D’abord, pour une très rare fois au cours des 80 dernières années, le nombre de fermes a augmenté au Québec, selon les chiffres de 2020. Si 1076 fermes ont cessé leurs activités au cours de la dernière année, il y en a 1163 nouvelles qui ont vu le jour, pour une augmentation nette de 87. La hausse est minime, mais elle contraste avec les baisses drastiques annuelles vécues depuis 1940. Le nombre de fermes d’élevage d’animaux poursuit cependant sa baisse, les nouvelles installations étant surtout vouées à la culture des produits végétaux, incluant l’érable. Le Québec comptait 154 669 fermes en 1941. Il en compte 27 442 aujourd’hui.
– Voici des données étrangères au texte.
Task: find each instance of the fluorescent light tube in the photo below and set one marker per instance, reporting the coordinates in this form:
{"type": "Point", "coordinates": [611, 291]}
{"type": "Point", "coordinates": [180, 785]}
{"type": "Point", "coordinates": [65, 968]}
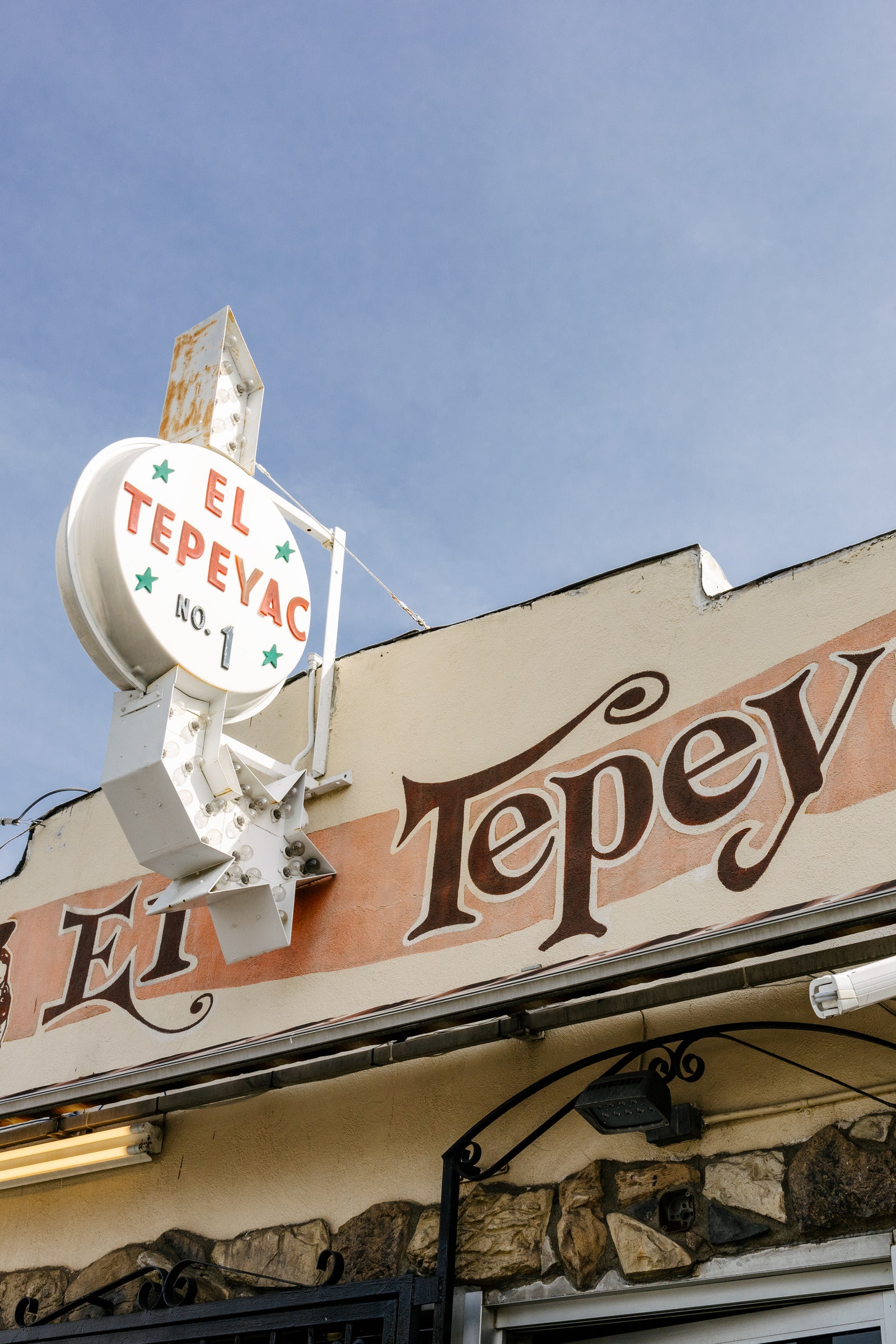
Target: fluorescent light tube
{"type": "Point", "coordinates": [80, 1155]}
{"type": "Point", "coordinates": [857, 988]}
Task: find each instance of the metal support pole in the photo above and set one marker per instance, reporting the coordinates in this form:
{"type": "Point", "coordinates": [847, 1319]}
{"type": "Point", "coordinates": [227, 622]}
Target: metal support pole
{"type": "Point", "coordinates": [448, 1249]}
{"type": "Point", "coordinates": [325, 701]}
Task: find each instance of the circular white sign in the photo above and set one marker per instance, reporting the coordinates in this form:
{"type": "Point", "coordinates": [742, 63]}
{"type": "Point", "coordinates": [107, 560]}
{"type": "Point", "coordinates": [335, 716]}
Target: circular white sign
{"type": "Point", "coordinates": [167, 556]}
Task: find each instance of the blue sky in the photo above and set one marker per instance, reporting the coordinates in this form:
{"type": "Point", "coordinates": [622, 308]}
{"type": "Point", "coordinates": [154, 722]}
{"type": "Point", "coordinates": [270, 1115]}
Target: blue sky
{"type": "Point", "coordinates": [536, 290]}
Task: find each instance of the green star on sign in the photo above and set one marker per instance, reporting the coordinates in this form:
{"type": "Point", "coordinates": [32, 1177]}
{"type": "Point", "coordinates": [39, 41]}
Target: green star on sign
{"type": "Point", "coordinates": [147, 581]}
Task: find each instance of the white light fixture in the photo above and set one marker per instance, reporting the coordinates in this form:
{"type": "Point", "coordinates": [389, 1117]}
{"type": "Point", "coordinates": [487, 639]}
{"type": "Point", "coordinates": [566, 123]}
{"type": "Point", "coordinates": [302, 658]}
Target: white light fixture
{"type": "Point", "coordinates": [857, 988]}
{"type": "Point", "coordinates": [80, 1155]}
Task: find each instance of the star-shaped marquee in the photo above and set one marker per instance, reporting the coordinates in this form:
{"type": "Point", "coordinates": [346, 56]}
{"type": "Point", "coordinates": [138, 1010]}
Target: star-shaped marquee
{"type": "Point", "coordinates": [147, 581]}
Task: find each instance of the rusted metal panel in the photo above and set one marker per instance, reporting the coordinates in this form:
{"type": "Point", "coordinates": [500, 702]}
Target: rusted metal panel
{"type": "Point", "coordinates": [214, 391]}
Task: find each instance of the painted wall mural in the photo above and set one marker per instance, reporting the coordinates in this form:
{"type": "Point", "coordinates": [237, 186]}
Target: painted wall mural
{"type": "Point", "coordinates": [755, 797]}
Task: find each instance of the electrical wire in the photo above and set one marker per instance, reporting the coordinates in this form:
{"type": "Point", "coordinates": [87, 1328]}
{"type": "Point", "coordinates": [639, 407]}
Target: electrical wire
{"type": "Point", "coordinates": [14, 822]}
{"type": "Point", "coordinates": [38, 822]}
{"type": "Point", "coordinates": [417, 619]}
{"type": "Point", "coordinates": [27, 831]}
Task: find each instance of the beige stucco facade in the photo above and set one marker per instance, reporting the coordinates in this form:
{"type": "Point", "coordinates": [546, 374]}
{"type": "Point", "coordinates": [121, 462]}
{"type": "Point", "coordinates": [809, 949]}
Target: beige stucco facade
{"type": "Point", "coordinates": [442, 707]}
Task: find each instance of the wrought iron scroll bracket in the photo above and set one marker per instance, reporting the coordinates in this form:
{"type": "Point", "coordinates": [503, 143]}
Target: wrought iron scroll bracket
{"type": "Point", "coordinates": [675, 1060]}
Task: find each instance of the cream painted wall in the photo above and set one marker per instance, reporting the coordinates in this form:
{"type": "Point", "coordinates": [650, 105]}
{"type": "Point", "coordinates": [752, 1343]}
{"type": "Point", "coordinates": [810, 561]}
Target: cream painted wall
{"type": "Point", "coordinates": [331, 1150]}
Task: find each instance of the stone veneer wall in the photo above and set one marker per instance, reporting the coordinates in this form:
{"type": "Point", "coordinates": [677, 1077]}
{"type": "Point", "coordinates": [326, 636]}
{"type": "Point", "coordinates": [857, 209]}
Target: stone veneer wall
{"type": "Point", "coordinates": [609, 1215]}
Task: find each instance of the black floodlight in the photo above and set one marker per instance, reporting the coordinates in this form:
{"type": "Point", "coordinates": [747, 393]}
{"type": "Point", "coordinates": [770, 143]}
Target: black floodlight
{"type": "Point", "coordinates": [624, 1103]}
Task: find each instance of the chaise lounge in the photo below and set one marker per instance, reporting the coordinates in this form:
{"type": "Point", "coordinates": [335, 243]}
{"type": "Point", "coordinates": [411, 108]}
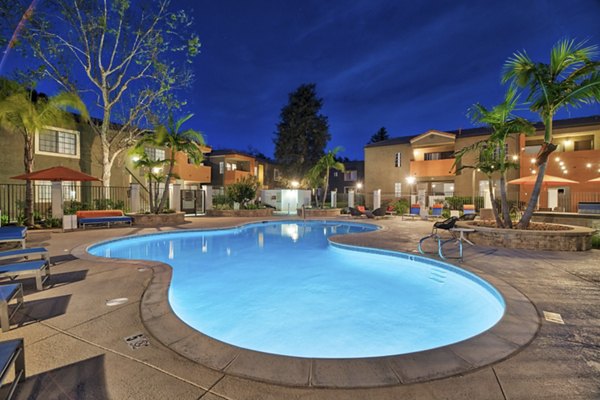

Ensuite, au cours des prochaines semaines, la Société des alcools du Québec démarrera un projet pilote de consigne de bouteilles, dans six endroits au Québec. L’objectif est de pouvoir recycler les bouteilles à grande échelle, d’ici l’an prochain. Les infrastructures automatisées devraient être installées dans des endroits extérieurs, à proximité des succursales de la SAQ. Actuellement, les bouteilles de vin et de spiritueux figurent parmi les rares à ne pas être étiquetées d’une consigne au Québec, bien qu’elles le soient ailleurs au Canada. Il s’agit d’une excellente nouvelle pour l’environnement.